また、調達した資金で自社株買いを実施することで、1株あたりの収益等は向上しますし、債券等の負債が増加するため、同企業のROE(自己資本利益率)も向上します。つまり、投資家から見た同企業の企業価値が向上し、投資対象としての魅力も増すというわけです。また、自社株買いはその買い付けという行為自体が、同企業株式の市場での需給を引き締める効果もあります。

市場への株式供給量が減少し、企業価値が増大し、投資対象としての魅力が増す。そこへ、先日書いた投資家サイドの大きな変化による中長期的な運用資金が継続的に流れ込んでくる。今、日本の株式市場で始まっているこのような変化は、決して侮れません。と、kuniは感じています。

資産運用 株式市場はいま

8月18日に「日本株式市場を取り巻く環境の変化」という記事を書きました。米国と中国の対立の構図は、意外に日本市場にとってメリットがあるのではないか。老後2000万円問題で、日本に資産運用元年が来た。そんな話を書いたんですね。

そして翌日にも「日本株式市場を取り巻く環境の変化(その2)」の中で、「米国や中国発で日本市場が急落する場面。コツコツ買っていきましょう。個別の銘柄が分からなければ、日経225投信やTOPIX、JP400といったインデックス投信でいいと思いますよ。」なんてことも書いてます。

日経平均株価 7月高値を更新

上記の記事を書いたとき、日経平均株価は20,500円程度でした。その後何度か2万円割れしそうな場面はありましたが、無事反発に転じ、9/13、先週末の終値は2万1988円。約1500円の値上がりとなっています。7月の戻り高値は更新してきました。

こうなってくるとメディアも一気に強気になってきます。
9/5「海外短期筋の買戻しによる上げ。一巡すれば一服するだろう」くらいの解説でしたが、9/11「300兆円を超える機関投資家の待機資金が控えており、日本株の上昇は意外に続きそうだ。」といった具合です。

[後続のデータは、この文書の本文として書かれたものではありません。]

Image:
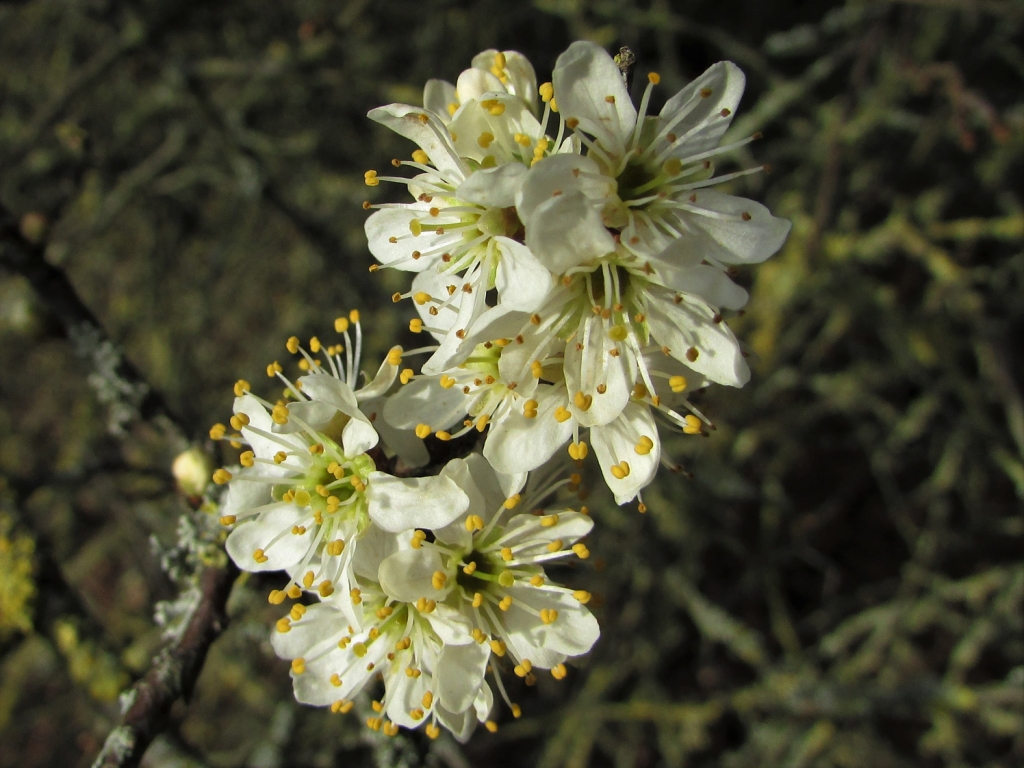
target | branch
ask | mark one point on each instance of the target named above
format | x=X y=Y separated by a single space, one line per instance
x=117 y=382
x=172 y=674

日本市場の需給が中長期的に変化していくのとは別に、円安、強硬派のボルトン補佐官の解任、米中関係の一服、イランとの交渉開始といった、足元の材料や思惑で上げ幅を拡大したのも事実ですね。ただ、やはりここで重要なのは、日本株式市場の環境変化です。

押し目は買い

「押し目買い」という言葉があります。株価が中長期的に上昇していく際も、一時的に下落することはあります。この一時的な下げのことを「押し目」と言うんですね。そこで買いを入れることを「押し目買い」とか、「押し目を拾う」などと言います。今の日本株、まさにこの押し目買いで正解だと思います。